Off topic: Browser Compatibility (was Re: IE7 was Re: [sdiy] Digital noise source project)

Ben Lincoln blincoln at eventualdecline.com
Sat May 24 21:31:09 CEST 2008


Samppa Tolvanen wrote:
> No - You do w3c compliant pages. Period.
>   
Being W3C compliant doesn't really guarantee anything. Being 
standards-compliant is great, but if a good chunk of visitors can't read 
your site, what's the point?

It is certainly possible to design web sites that will look at least 
acceptable in every major browser without using conditional code. Here's 
one of mine:

http://browsershots.org/http://www.thelostworlds.net/SR1/index.html

http://browsershots.org/http://www.thelostworlds.net/Software/The_Eye_of_RAW.html

http://browsershots.org/http://www.thelostworlds.net/Library/PC.html

They don't show up on those pages because I changed the design to remove 
them, but I remember a few differences between IE and Firefox for 
example in terms of how they render tables. When I looked into it, I 
could see how the ambiguity in the W3C standard would allow either 
interpretation.

My pages pass W3C validation, but so do Tom's, which (without the 
conditional code) don't display correctly in IE. The vast majority of 
people at this time are using IE to browse the web*; whether someone 
thinks that's a horrifying thing or not is irrelevant. It doesn't make 
sense to shut those people out of viewing a website when it's trivial to 
work around the problem using conditional code (or using a design that 
doesn't require it, but that would mean many more time-consuming 
changes).

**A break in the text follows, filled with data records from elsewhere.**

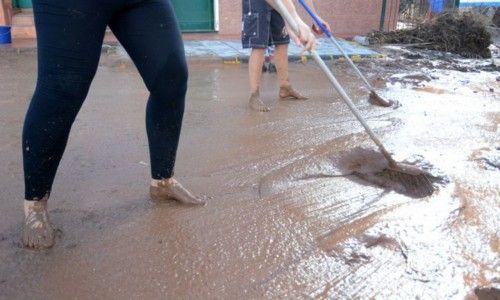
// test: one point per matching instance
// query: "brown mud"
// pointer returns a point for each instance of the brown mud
(279, 222)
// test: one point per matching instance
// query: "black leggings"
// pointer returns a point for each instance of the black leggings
(70, 35)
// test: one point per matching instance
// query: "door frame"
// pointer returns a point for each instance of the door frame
(216, 15)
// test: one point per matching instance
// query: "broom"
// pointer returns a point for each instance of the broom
(374, 97)
(410, 176)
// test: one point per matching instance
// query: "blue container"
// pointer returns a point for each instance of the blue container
(5, 36)
(437, 6)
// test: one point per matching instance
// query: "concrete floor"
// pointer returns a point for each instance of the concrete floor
(282, 221)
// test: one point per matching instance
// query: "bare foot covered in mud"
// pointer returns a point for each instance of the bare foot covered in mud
(288, 93)
(256, 103)
(170, 189)
(38, 232)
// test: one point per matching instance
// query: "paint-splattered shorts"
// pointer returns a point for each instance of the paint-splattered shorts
(262, 26)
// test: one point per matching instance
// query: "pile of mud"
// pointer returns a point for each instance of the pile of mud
(463, 33)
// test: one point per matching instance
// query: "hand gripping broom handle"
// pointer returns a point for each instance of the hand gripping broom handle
(296, 29)
(329, 34)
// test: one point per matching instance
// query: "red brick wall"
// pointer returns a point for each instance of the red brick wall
(347, 17)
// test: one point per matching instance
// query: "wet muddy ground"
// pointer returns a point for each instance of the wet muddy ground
(285, 218)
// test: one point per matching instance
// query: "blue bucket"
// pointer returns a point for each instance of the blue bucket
(5, 36)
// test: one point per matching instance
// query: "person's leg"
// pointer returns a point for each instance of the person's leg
(255, 63)
(280, 38)
(255, 35)
(69, 35)
(148, 30)
(281, 60)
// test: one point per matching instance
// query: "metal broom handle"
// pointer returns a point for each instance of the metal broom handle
(347, 100)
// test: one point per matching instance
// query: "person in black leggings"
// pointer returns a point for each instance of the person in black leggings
(70, 35)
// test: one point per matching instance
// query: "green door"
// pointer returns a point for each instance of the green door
(195, 15)
(22, 3)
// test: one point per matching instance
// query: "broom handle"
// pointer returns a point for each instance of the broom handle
(329, 34)
(294, 26)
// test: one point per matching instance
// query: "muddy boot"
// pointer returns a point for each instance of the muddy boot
(38, 232)
(288, 93)
(256, 103)
(170, 189)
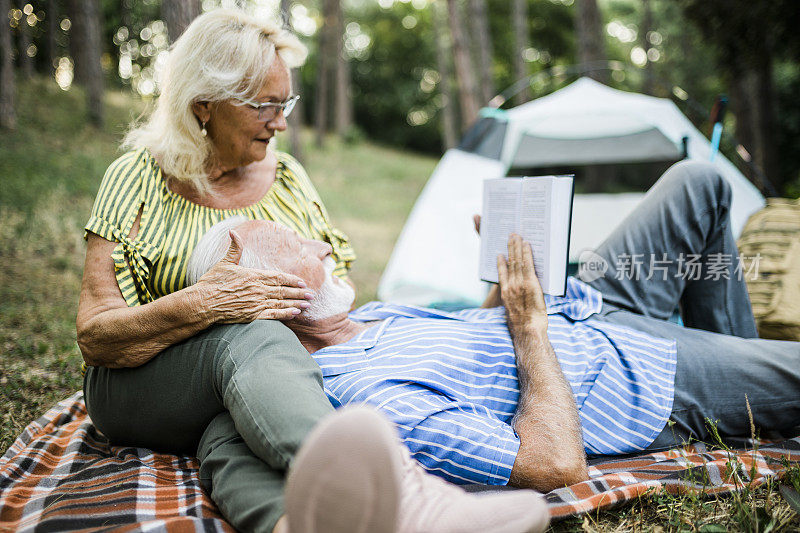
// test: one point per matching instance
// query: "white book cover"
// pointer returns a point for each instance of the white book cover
(540, 210)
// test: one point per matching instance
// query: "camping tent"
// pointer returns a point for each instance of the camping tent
(435, 260)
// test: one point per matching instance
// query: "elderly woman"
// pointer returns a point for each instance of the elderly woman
(162, 368)
(153, 380)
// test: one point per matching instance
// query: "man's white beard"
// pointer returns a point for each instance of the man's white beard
(333, 298)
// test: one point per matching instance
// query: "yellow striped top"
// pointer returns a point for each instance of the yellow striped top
(153, 264)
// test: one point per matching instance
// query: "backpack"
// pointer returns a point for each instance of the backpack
(771, 241)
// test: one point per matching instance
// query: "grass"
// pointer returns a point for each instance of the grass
(51, 168)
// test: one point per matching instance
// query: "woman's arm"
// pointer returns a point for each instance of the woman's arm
(114, 335)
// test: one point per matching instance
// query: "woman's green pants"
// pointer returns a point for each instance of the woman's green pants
(241, 397)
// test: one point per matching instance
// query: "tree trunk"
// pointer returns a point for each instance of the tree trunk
(76, 43)
(762, 100)
(343, 101)
(519, 24)
(295, 120)
(86, 31)
(480, 29)
(326, 52)
(465, 76)
(645, 28)
(591, 45)
(443, 55)
(23, 43)
(8, 116)
(53, 20)
(178, 14)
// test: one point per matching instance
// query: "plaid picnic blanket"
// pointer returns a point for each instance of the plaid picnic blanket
(62, 475)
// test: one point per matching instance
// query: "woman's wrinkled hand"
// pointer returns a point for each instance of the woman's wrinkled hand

If someone is going to take the time to share information 
online, they should take a few extra minutes to help make sure that it 
can reach as many people as possible, not play elitist about a 
particular standard or browser of the week being required to view it - 
whether it was IE 4 in 1997 or Firefox/Opera in 2008.

* My employer has a public-facing retail website, so I've heard the 
statistics about our customer base. Not only are most of them using IE, 
but as of a year or two ago a non-trivial percentage were using browsers 
so old that they didn't support 128-bit SSL.